Re: COPY command character set

From: "Peter Headland" <pheadland(at)actuate(dot)com>
To: "Tom Lane" <tgl(at)sss(dot)pgh(dot)pa(dot)us>
Cc: <pgsql-general(at)postgresql(dot)org>
Subject: Re: COPY command character set
Date: 2009-09-10 17:52:18
Message-ID: 71F491F5DA99604A80DE49424BF3D02B0CD9A21C@exchange8.actuate.com
Views: Raw Message | Whole Thread | Download mbox | Resend email
Thread:
Lists: pgsql-general

> The COPY command reference page saith
>
> Input data is interpreted according to the current client encoding,
> and output data is encoded in the the current client encoding, even
> if the data does not pass through the client but is read from or
> written to a file.

Rats - I read the manual page twice and that didn't register on my
feeble consciousness. I suspect that I didn't look beyond the word
"client", since I knew I wasn't interested in client behavior and I was
speed-reading. On the assumption that I am not uniquely stupid, maybe we
could re-phrase this slightly, with a "for example", and add a heading
"Localization"?

As a general comment, I18N/L10N is a hairy enough topic that it merits
its own heading in any commands where it is an issue.

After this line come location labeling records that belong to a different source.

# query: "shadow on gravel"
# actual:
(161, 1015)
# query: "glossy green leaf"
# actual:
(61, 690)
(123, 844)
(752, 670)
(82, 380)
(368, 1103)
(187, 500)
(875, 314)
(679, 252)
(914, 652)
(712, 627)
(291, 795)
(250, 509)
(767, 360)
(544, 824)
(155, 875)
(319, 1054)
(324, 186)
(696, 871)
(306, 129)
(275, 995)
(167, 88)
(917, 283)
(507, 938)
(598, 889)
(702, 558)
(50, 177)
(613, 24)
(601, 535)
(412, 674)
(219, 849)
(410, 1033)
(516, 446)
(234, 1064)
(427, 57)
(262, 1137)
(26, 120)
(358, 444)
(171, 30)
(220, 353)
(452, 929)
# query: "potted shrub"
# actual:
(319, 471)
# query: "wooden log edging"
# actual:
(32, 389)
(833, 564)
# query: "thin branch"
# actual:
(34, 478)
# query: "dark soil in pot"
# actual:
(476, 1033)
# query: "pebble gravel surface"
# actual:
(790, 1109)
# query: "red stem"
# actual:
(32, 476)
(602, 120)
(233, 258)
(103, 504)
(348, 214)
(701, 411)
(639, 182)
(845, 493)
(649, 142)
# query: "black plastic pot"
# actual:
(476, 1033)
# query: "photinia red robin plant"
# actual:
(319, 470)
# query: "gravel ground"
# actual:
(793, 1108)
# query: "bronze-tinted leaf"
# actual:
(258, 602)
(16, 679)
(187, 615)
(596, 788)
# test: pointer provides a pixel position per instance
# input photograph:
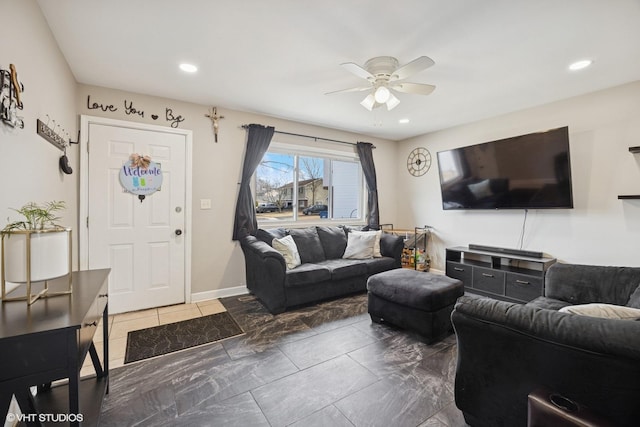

How about my suggestion to add a means (extend COPY syntax) to specify
encoding explicitly and handle UTF lead bytes - would that be of
interest?

--
Peter Headland
Architect
Actuate Corporation

-----Original Message-----
From: Tom Lane [mailto:tgl(at)sss(dot)pgh(dot)pa(dot)us]
Sent: Thursday, September 10, 2009 10:38
To: Peter Headland
Cc: pgsql-general(at)postgresql(dot)org
Subject: Re: [GENERAL] COPY command character set

"Peter Headland" <pheadland(at)actuate(dot)com> writes:
>> set client_encoding = 'utf8';
>> copy from stdin/to stdout;

> What if I want to do this on the server side (because it's much, much
> faster)? Does COPY use the default encoding of the database? If not,
> what?

> If this is a restrictive as it appears, and there are no outstanding
> enhancements planned in this area, I might be interested in improving
> this command to allow specifying the encoding and to have it do
obvious
> stuff like recognize UTF lead bytes automatically. At the very least,
> the documentation needs some work to explain these subtleties.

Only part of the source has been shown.